Why Signs Can Be Missing in Older Adults
Elderly patients are less likely to show the classic signs, which creates a real diagnostic challenge. While most meningitis patients present with at least two symptoms from the classic group of fever, neck stiffness, altered mental status, and headache, older adults more often present with just one. Fewer than 1% of bacterial meningitis patients present with none of these symptoms at all, but when it happens, it’s disproportionately in older people.
This matters because the disease burden of bacterial meningitis has shifted toward elderly populations as childhood vaccination programs have succeeded. Mortality rates in this group run between 20% and 25%, partly because atypical presentations delay diagnosis. Even when the usual signs are absent, other clues like severe muscle pain and a petechial rash may still appear in meningococcal disease.

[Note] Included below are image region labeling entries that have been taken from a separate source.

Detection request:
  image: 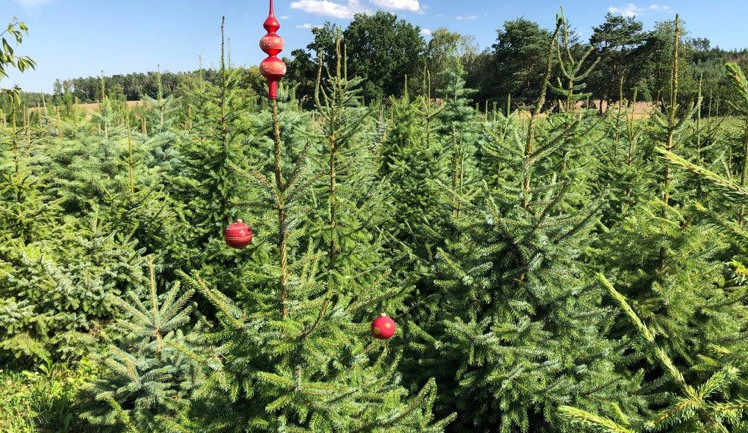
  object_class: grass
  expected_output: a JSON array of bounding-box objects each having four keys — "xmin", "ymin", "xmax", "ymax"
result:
[{"xmin": 0, "ymin": 361, "xmax": 96, "ymax": 433}]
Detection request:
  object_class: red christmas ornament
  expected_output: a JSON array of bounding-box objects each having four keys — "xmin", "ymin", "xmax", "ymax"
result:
[
  {"xmin": 371, "ymin": 313, "xmax": 397, "ymax": 340},
  {"xmin": 223, "ymin": 220, "xmax": 252, "ymax": 249},
  {"xmin": 260, "ymin": 0, "xmax": 286, "ymax": 99}
]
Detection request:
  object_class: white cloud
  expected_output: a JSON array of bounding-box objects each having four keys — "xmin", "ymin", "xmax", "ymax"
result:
[
  {"xmin": 369, "ymin": 0, "xmax": 421, "ymax": 12},
  {"xmin": 608, "ymin": 3, "xmax": 640, "ymax": 17},
  {"xmin": 608, "ymin": 3, "xmax": 670, "ymax": 18},
  {"xmin": 291, "ymin": 0, "xmax": 370, "ymax": 18}
]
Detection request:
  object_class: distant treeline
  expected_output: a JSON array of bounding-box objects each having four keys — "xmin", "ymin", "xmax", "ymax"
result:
[
  {"xmin": 13, "ymin": 12, "xmax": 748, "ymax": 113},
  {"xmin": 17, "ymin": 66, "xmax": 264, "ymax": 107}
]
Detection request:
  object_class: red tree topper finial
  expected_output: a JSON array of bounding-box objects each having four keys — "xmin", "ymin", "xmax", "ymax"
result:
[{"xmin": 260, "ymin": 0, "xmax": 286, "ymax": 99}]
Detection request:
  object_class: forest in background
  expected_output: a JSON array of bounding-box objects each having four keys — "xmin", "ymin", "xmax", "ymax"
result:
[
  {"xmin": 6, "ymin": 12, "xmax": 748, "ymax": 114},
  {"xmin": 0, "ymin": 8, "xmax": 748, "ymax": 433}
]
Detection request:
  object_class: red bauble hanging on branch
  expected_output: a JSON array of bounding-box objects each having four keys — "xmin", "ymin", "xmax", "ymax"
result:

What Happens After a Positive Sign
Physical signs like Kernig’s and Brudzinski’s raise suspicion, but confirmation comes from a lumbar puncture, where a small sample of cerebrospinal fluid is collected and analyzed. In bacterial meningitis, this fluid typically shows elevated white blood cells (predominantly a type called neutrophils), low sugar levels, and high protein levels. These changes reflect the body’s intense inflammatory response to infection in the central nervous system.
The type of meningitis matters for what comes next. Bacterial meningitis is the most urgent, viral meningitis is generally less severe and often resolves on its own, and fungal meningitis primarily affects people with weakened immune systems. The physical signs themselves don’t reliably distinguish between types, which is why the fluid analysis is essential.